Story Title: The Mirror
Author: Hawk Martin
Disclaimer: I do not own anyone or anything in this story, 'cept for the general concept and the words and the letters and blah.
Dedication: To Duo. I have no idea why, but this proves that I am nice to her.
A/N: This is about the Mirror of Erised. Simple enough. However, I have no idea who the girl is—so feel free to randomly pick whomever you'd like. I personally think it works very well for Ginny, but hey. That's just me.
Summary: "They whisper nasty things about her--naughty things that sometimes resemble scarlet roses if she thinks about it hard enough."
Notes: The first line, i.e. the beginning, the middle, and the end are all in bold for the sole reason to emphasize them more. I wanted to try a weird formatting kind of concept so whatever. Enjoy.
Rating: PG. Some little kids wouldn't be able to handle the idea of—gasp—Hell.

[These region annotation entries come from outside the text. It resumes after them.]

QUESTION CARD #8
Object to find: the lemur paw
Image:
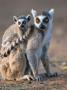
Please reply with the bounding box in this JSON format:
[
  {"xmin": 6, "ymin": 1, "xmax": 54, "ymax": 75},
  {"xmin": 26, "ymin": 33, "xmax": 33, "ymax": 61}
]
[
  {"xmin": 16, "ymin": 75, "xmax": 34, "ymax": 81},
  {"xmin": 35, "ymin": 75, "xmax": 44, "ymax": 81},
  {"xmin": 46, "ymin": 72, "xmax": 58, "ymax": 78}
]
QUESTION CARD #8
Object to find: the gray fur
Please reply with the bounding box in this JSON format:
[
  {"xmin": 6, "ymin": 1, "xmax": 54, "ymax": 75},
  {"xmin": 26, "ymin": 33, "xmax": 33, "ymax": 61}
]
[{"xmin": 26, "ymin": 9, "xmax": 54, "ymax": 80}]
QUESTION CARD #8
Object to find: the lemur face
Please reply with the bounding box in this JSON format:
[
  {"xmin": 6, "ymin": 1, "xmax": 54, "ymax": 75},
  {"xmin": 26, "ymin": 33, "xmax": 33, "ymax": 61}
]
[
  {"xmin": 13, "ymin": 15, "xmax": 31, "ymax": 29},
  {"xmin": 31, "ymin": 9, "xmax": 54, "ymax": 30}
]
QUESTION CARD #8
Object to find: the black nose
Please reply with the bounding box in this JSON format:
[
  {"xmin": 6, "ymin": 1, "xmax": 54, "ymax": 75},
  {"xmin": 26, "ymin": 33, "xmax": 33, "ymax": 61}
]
[
  {"xmin": 22, "ymin": 21, "xmax": 26, "ymax": 25},
  {"xmin": 40, "ymin": 24, "xmax": 46, "ymax": 29}
]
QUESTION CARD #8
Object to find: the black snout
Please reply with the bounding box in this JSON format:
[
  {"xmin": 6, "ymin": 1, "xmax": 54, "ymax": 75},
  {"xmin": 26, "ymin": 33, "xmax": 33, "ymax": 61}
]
[{"xmin": 40, "ymin": 24, "xmax": 46, "ymax": 29}]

Warning: Try not to be a chicken.
My life closed twice
before its close;
It yet remains to see
If Immortality unveil
A third event to me,
So huge, so hopeless to conceive,
As these that twice befell.
Parting is all we know of heaven,
And all we need of hell. –Emily Dickinson
It had been one of the most seductively innocent ironies when the
worst of hells started out with nothing more than a simple reflection. She used
to smile about how this all started, until she realized that it wasn't really
that funny. Now she just sits in front of the same cracked mirror, coated
in sickly dust, and allows her bleeding heart to break just a little more with
each breath.
She knows that they whisper about her; sometimes only a few feet away. It
doesn't bother her--she knows that sometimes they're even right. But, in
the end, it doesn't even matter anyway because the mirror's still there and she
never feels like moving.
They whisper nasty things about her--naughty things that sometimes resemble
scarlet roses if she thinks about it hard enough. The conversations
filter through dried blood inside of her head and suddenly all she hears is, "Erised
finally got to her," and "What a poor child....poor, little
girl."
She's beginning to hate the mirror for this.
The night is still here and she's all alone in a room, alone in front of
herself. The mirror sparkles lustfully and she stares deep into her own
eyes, captivated by the distant twirling of her own reflection. She
smiles, blindly, and sits back into a velvet chair. She's losing her
mind; she knows that. But the mirror is too beautiful to turn away from
and her heart is too broken to try to mend.
And sometimes she still thinks it's funny.